First of all this forum really is a cool place, I never knew there was such a keen interest in this, so I was wondering if anyone has this running before I go and reinvent the wheel.

I go through my logs once a day, when I can that is, to look for abnormal/strange/new activity and have in the past just simply banned ip blocks from the whole server if I ever saw anything crop up in any of the websites' logs.

It got to the point that for amusment, spammers looking for an open sendmail.pl on an NT box is basicically adding things to a database that I keep track of. (If you ever saw those get requests the ignorant phusks actually attempt to email a freemail account with the website url so they can just check their mail for open spam-ready servers)

Now after getting slammed by some copyright bots that actually degraded performance and had the router guy call me up thinking it could've been a DoS, I want to create a automatic honeypot I set up that will temporary redirect, based on a session time and frequency of get requests, those that ignored a robots.txt file or doesn't have a list of valid user agents.

Well I read all the discussions here before posting, and I already got a list (I think so anyway) of ALL normal browser agents from Mac to Lynx. I even did lookups on most of all the ip addresses listed, and most are legit, the others I don't really care if they view my sites if they are mistakes, I tend to think that people here seem experienced, and noone's gonna pollute this forum with bogus ip's to scare newbies away.

Well this is IIS4 and 5 machines I want to experiment with and then apply it globally.
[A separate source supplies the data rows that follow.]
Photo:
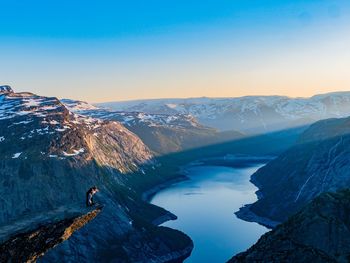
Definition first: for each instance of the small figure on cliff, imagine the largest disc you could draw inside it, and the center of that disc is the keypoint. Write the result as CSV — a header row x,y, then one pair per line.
x,y
89,196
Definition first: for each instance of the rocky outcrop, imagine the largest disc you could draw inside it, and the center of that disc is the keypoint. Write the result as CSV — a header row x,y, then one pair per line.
x,y
317,163
29,246
320,232
51,156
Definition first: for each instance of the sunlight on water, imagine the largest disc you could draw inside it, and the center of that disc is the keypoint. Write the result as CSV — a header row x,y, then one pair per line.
x,y
205,207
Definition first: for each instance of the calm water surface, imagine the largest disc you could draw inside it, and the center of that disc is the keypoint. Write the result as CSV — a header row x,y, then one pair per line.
x,y
205,207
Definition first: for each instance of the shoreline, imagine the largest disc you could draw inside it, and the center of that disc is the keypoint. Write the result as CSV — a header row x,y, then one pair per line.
x,y
245,214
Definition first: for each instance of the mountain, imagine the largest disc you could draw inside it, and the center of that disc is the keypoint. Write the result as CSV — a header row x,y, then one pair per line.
x,y
320,232
317,163
162,133
31,245
252,114
50,157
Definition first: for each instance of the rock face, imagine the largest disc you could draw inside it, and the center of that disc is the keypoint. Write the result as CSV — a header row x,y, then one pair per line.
x,y
50,157
252,114
162,133
317,163
318,233
29,246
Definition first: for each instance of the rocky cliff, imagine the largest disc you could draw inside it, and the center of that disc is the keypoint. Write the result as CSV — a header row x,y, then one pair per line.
x,y
318,233
51,156
162,133
317,163
30,245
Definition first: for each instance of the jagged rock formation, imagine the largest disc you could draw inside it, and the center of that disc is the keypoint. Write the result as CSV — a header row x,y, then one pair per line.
x,y
29,246
51,156
317,163
162,133
251,114
320,232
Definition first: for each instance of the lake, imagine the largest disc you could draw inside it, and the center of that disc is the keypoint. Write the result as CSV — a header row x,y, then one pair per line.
x,y
205,206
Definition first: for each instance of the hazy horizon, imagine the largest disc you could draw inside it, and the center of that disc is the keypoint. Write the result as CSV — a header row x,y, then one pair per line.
x,y
119,51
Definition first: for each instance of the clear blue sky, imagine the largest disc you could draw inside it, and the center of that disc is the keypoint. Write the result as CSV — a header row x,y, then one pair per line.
x,y
112,50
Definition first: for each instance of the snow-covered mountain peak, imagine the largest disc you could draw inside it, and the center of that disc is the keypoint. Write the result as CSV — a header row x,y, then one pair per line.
x,y
246,114
5,89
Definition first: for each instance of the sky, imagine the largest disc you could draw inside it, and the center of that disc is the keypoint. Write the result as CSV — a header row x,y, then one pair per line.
x,y
121,50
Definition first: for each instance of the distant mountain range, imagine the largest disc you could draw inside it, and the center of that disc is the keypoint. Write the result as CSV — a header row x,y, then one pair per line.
x,y
252,114
162,133
51,156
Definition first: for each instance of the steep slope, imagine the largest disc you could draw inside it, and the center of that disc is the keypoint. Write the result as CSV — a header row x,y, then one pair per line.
x,y
318,233
162,133
51,156
31,245
317,163
253,114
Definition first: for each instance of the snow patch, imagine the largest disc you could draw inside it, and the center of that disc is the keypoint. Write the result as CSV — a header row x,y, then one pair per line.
x,y
16,155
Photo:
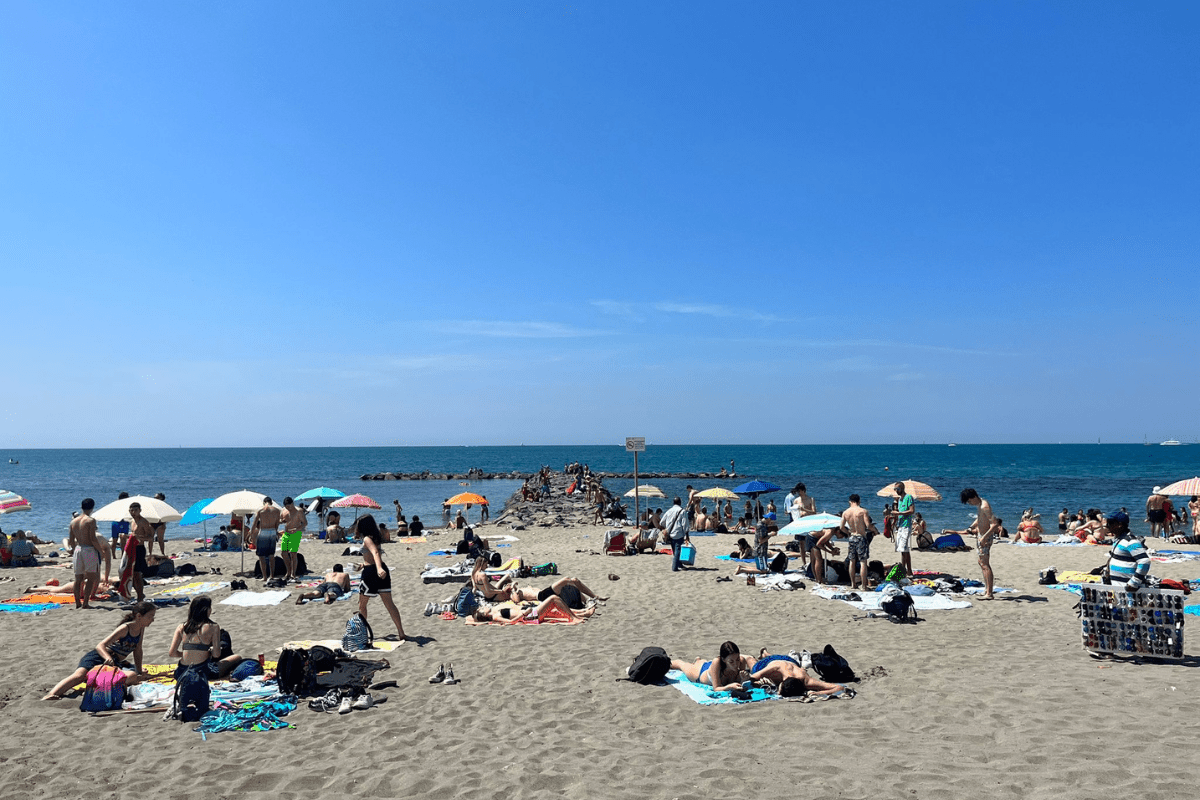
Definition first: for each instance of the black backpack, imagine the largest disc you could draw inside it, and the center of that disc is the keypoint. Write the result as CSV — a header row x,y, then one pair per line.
x,y
832,667
651,666
900,608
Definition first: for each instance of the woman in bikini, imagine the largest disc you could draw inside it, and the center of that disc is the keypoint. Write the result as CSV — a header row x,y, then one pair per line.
x,y
197,643
114,650
724,673
511,615
376,579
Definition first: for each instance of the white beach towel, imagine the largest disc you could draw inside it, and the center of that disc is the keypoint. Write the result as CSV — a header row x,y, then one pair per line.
x,y
256,597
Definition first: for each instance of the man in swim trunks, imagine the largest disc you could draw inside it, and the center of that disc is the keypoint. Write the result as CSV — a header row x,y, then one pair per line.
x,y
265,533
857,522
1155,513
901,525
336,584
985,527
82,542
294,523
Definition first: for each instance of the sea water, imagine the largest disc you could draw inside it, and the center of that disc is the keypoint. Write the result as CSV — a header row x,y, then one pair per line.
x,y
1012,477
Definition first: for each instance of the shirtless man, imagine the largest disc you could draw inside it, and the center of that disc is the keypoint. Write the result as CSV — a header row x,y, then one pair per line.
x,y
1155,513
83,543
984,525
294,523
265,533
336,584
857,522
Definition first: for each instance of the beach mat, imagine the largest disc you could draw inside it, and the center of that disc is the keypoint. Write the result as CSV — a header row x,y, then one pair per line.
x,y
706,696
250,599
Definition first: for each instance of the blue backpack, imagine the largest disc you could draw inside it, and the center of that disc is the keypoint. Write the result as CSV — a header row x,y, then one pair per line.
x,y
191,696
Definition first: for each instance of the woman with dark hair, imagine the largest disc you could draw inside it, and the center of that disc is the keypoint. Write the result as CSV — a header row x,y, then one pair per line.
x,y
197,643
376,579
114,650
724,673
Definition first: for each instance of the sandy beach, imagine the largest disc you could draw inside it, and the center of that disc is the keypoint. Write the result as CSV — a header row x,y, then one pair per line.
x,y
997,699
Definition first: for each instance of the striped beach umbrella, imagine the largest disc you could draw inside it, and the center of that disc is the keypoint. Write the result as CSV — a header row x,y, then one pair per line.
x,y
1182,488
12,501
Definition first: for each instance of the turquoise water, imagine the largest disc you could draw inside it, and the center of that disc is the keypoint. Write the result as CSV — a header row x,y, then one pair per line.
x,y
1011,476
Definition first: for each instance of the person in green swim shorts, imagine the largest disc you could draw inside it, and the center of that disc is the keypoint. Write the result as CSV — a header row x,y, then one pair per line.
x,y
294,522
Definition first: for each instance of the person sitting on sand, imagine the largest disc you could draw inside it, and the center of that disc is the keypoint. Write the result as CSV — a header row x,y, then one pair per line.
x,y
197,643
337,583
493,613
724,673
791,679
114,650
571,590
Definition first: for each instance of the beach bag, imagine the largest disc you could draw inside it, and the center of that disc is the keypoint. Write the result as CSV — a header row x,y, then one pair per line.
x,y
899,608
191,695
358,635
651,666
832,667
106,689
466,603
949,542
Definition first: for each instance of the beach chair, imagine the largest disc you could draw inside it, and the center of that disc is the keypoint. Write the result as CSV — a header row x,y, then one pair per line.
x,y
615,542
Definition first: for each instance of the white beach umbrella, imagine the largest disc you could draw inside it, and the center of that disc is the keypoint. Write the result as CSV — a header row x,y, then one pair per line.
x,y
151,509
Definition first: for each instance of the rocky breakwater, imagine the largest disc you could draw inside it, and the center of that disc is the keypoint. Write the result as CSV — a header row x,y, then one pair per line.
x,y
559,510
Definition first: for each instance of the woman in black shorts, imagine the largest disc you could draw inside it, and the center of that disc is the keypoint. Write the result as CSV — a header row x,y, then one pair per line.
x,y
376,579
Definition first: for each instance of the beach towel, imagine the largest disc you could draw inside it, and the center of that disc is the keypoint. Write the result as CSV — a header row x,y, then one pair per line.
x,y
195,588
28,608
256,597
706,696
871,600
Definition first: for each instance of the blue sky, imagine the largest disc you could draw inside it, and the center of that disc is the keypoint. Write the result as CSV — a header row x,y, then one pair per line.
x,y
569,222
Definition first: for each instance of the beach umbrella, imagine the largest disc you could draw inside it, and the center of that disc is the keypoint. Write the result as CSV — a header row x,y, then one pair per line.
x,y
719,493
810,524
196,515
916,488
153,510
237,503
321,492
11,501
1179,488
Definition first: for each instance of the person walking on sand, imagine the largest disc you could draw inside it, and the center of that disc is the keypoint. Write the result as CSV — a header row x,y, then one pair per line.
x,y
901,525
985,527
265,533
295,521
376,579
85,552
675,528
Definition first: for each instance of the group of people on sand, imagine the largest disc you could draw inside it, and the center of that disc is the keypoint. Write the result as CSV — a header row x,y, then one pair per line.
x,y
732,671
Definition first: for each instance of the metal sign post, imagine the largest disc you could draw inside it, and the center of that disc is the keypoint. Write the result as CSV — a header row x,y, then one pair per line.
x,y
635,445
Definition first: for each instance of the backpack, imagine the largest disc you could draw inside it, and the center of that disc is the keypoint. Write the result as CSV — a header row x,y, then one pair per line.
x,y
358,635
466,602
106,689
900,608
651,666
832,667
293,672
191,696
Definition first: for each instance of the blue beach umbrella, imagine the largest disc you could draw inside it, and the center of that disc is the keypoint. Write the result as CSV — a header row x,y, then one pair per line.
x,y
195,515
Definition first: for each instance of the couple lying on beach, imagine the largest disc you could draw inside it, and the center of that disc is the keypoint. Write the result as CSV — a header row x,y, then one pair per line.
x,y
731,671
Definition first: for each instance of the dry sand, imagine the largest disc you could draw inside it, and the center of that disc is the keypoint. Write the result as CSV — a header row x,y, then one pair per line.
x,y
995,701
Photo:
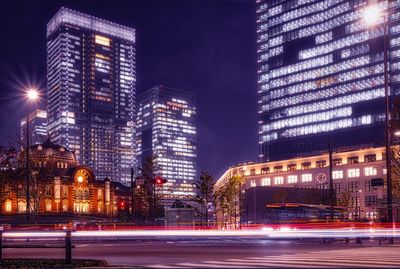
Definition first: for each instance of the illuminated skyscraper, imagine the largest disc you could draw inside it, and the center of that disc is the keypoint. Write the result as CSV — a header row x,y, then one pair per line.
x,y
37,127
166,130
320,75
91,91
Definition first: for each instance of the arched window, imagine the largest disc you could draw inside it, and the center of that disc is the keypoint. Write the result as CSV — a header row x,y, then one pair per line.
x,y
8,205
21,206
48,204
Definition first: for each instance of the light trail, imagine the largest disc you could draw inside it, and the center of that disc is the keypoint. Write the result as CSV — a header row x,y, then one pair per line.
x,y
259,233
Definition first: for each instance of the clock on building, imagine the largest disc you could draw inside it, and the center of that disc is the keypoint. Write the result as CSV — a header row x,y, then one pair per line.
x,y
321,178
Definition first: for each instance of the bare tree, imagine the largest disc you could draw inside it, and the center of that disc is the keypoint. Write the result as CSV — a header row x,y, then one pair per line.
x,y
205,195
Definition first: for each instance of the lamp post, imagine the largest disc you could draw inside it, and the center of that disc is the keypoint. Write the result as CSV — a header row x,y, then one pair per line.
x,y
32,95
371,16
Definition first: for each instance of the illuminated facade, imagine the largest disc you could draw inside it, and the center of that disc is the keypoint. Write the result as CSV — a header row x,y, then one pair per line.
x,y
37,127
166,130
352,174
58,185
320,75
91,91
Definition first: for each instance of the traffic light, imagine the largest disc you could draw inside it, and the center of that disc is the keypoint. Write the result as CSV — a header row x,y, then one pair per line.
x,y
159,180
122,205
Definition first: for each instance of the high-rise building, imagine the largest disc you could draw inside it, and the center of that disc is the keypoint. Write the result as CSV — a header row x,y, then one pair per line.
x,y
91,91
37,121
166,131
321,75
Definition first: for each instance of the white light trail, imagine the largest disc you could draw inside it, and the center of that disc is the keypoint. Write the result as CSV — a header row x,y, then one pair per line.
x,y
264,233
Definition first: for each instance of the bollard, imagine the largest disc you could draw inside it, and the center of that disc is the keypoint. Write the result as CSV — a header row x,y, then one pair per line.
x,y
1,244
68,247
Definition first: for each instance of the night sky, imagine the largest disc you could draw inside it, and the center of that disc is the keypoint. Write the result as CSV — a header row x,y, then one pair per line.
x,y
207,47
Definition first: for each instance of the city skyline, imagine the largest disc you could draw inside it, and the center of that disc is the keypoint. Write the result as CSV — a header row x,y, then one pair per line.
x,y
91,91
211,128
166,131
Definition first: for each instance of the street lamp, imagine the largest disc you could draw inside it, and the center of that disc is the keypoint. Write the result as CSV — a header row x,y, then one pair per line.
x,y
32,95
372,14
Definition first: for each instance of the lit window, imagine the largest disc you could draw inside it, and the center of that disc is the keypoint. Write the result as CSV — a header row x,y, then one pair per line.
x,y
338,174
8,205
292,179
266,181
21,206
353,172
65,205
278,180
306,177
48,204
370,171
102,40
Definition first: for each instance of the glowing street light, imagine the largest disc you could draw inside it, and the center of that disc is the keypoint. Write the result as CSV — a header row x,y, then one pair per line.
x,y
32,94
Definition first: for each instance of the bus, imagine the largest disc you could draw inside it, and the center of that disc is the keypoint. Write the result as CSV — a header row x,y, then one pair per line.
x,y
301,213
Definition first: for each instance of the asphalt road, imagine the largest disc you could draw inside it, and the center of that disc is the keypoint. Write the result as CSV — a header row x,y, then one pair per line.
x,y
225,253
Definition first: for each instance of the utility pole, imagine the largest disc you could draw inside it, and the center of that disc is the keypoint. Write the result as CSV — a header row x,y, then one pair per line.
x,y
133,187
28,198
331,190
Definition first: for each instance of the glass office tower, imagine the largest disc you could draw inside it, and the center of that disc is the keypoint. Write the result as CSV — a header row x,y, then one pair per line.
x,y
166,130
37,121
320,75
91,91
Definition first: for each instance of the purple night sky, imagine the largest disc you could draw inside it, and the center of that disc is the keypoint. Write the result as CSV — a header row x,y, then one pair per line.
x,y
208,47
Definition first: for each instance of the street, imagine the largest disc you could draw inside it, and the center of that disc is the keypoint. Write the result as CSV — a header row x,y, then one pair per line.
x,y
226,253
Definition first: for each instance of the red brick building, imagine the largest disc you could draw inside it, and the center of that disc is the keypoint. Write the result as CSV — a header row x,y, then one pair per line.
x,y
58,184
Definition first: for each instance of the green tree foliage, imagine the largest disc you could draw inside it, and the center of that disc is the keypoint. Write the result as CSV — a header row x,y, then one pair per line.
x,y
229,201
205,195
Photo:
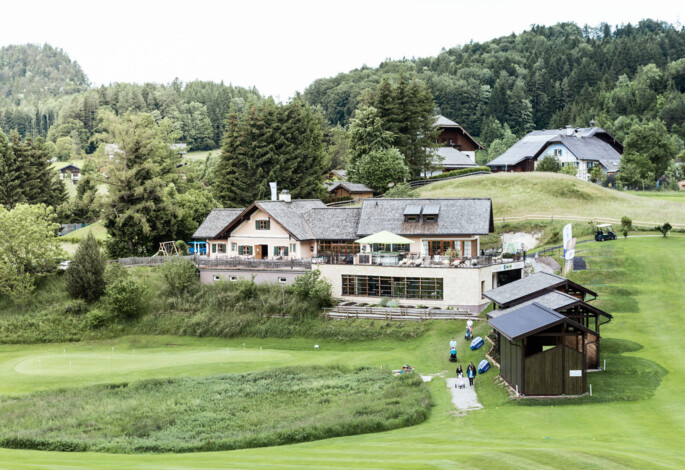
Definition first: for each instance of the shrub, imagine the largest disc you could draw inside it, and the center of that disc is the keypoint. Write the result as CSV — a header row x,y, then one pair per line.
x,y
96,318
310,286
463,171
125,298
401,190
78,307
114,272
85,275
180,276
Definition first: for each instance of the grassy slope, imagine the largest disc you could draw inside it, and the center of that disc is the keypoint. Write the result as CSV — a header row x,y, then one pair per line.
x,y
518,194
642,294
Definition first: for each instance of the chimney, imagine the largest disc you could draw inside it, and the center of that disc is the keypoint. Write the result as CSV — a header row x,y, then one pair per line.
x,y
285,196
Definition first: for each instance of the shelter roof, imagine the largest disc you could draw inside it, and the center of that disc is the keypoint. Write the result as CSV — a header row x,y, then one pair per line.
x,y
524,289
527,320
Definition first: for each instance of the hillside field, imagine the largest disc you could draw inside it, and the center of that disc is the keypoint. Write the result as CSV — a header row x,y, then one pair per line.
x,y
533,193
635,418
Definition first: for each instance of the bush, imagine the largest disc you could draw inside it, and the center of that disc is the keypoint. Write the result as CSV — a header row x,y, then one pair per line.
x,y
125,298
85,275
180,276
95,319
401,190
78,307
463,171
310,286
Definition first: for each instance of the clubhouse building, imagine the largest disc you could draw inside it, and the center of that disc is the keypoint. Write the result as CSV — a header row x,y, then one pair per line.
x,y
417,251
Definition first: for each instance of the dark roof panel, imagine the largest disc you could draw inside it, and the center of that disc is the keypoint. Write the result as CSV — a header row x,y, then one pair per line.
x,y
523,321
412,210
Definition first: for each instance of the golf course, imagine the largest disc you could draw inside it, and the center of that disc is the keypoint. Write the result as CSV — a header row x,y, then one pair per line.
x,y
635,418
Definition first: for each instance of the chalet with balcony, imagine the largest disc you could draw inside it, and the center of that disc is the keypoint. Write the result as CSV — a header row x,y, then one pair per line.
x,y
456,147
583,148
418,251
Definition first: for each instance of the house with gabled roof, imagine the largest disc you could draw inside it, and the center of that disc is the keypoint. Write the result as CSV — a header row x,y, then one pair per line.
x,y
456,147
345,190
583,148
437,260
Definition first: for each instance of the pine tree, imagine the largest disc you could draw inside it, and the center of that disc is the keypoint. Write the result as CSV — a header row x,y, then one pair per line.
x,y
85,275
10,175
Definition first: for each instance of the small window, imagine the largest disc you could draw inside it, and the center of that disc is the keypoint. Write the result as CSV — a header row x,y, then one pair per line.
x,y
263,224
280,251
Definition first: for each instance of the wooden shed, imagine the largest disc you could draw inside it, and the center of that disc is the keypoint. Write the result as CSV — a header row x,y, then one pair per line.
x,y
577,310
542,352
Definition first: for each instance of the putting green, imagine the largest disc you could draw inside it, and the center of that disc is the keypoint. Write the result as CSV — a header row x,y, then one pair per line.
x,y
644,292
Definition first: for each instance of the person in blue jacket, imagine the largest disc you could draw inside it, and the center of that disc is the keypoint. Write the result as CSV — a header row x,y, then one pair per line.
x,y
471,373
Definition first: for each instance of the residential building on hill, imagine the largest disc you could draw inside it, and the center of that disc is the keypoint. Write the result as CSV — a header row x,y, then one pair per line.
x,y
345,189
418,251
456,148
583,148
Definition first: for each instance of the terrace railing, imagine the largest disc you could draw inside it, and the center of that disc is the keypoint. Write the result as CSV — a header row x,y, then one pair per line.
x,y
218,262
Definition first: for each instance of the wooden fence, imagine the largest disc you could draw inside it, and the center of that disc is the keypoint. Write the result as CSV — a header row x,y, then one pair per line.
x,y
398,313
576,218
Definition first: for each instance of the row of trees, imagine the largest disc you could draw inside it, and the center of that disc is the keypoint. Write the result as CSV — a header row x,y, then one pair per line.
x,y
26,175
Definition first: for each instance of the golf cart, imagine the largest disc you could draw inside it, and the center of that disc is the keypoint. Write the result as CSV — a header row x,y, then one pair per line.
x,y
604,232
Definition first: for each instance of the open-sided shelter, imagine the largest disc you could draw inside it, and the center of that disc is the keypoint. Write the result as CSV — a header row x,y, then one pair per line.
x,y
533,286
577,310
542,352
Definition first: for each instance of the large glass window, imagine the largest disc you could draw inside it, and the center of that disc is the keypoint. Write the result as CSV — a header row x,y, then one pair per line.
x,y
337,247
428,288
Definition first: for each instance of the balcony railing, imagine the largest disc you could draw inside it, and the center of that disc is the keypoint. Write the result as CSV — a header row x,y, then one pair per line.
x,y
413,260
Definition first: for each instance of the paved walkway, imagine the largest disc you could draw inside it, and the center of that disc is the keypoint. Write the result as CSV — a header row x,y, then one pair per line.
x,y
464,399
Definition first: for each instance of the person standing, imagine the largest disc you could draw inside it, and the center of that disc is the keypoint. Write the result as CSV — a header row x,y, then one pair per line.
x,y
471,373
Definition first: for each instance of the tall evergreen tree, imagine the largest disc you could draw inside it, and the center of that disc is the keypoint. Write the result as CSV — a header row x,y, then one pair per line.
x,y
10,175
85,275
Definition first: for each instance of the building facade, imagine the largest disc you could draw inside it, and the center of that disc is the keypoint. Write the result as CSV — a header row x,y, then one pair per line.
x,y
438,263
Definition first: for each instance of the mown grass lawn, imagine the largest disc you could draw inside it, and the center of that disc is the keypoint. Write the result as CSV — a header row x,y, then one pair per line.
x,y
643,346
533,193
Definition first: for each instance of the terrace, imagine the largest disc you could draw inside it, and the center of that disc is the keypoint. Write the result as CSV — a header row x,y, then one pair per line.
x,y
407,259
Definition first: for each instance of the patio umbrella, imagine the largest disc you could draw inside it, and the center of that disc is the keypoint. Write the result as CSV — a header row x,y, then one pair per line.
x,y
384,237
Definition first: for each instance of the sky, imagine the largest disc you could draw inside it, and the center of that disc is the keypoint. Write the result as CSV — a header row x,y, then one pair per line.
x,y
280,47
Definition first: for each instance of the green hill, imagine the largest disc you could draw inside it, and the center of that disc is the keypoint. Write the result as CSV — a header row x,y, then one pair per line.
x,y
521,194
34,71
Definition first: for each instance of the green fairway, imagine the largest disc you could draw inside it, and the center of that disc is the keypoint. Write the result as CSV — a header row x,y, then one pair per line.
x,y
553,194
639,281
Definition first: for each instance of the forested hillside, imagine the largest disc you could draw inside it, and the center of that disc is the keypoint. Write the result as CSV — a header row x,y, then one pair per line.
x,y
45,94
549,76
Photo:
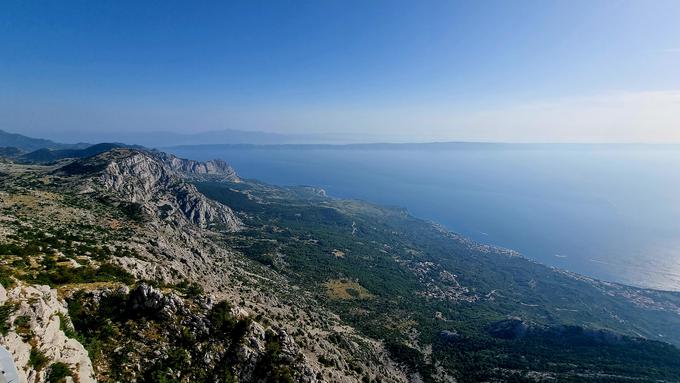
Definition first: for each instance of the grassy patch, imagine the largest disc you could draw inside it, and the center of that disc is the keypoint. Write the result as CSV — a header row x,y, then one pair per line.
x,y
346,290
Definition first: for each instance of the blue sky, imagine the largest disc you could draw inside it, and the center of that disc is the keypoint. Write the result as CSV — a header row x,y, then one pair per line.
x,y
378,70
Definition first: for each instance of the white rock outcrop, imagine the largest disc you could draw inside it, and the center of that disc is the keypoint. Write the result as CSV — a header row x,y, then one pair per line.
x,y
43,308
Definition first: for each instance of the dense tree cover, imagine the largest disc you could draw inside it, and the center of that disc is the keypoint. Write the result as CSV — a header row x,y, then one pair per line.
x,y
297,234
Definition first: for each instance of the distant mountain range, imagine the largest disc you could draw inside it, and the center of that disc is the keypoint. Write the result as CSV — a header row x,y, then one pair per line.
x,y
25,149
28,144
157,139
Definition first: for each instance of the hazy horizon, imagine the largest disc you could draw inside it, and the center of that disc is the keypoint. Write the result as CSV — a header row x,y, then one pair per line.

All I'm thinking about doing is planting a link with an invisible gif spacer I already have in place to a directory that is denied access by the robots.txt file. The linked page is just an asp page with another linked page to another denied dir, and I just want to keep track of this session for 4 subsequent pages in denied directories. If there are 4 gets within a x time it will just lock the session to a constant redirect to a page of my choice. If their user-agent string rotates within x time or y get requests then it will redirect as well. I am going to store this to a simple system dsn to keep track of it's effectiveness, for testing I'll just have it email me so I can stop and check the logs to see what triggered it.

What i'd -really- like to do is globally ban the suckers right from the ip filter by writing to it directly, once this is working right, and then resetting it after keeping track of what doing what... but I don't know how to write something like and these are production machines. so the global.asa will have to do for now I guess.

This concept will, I understand, stop some pre-caching proxies, but that's my choice. I can no longer have a malicious spider strap a whole server down because one website happens to get scanned by one of these things that blatently did ignore the robots.txt file that exclusivly banned all agents from a particular dir because of its dynamic stress on database hits.

I know that most scanners rotate their ip addresses and their browser types as well, so its down to an AI now to track and stop this crap, before they get really sneaky and reset their tactics to just get a page an hour, which I can't understand why they didn't in the first place.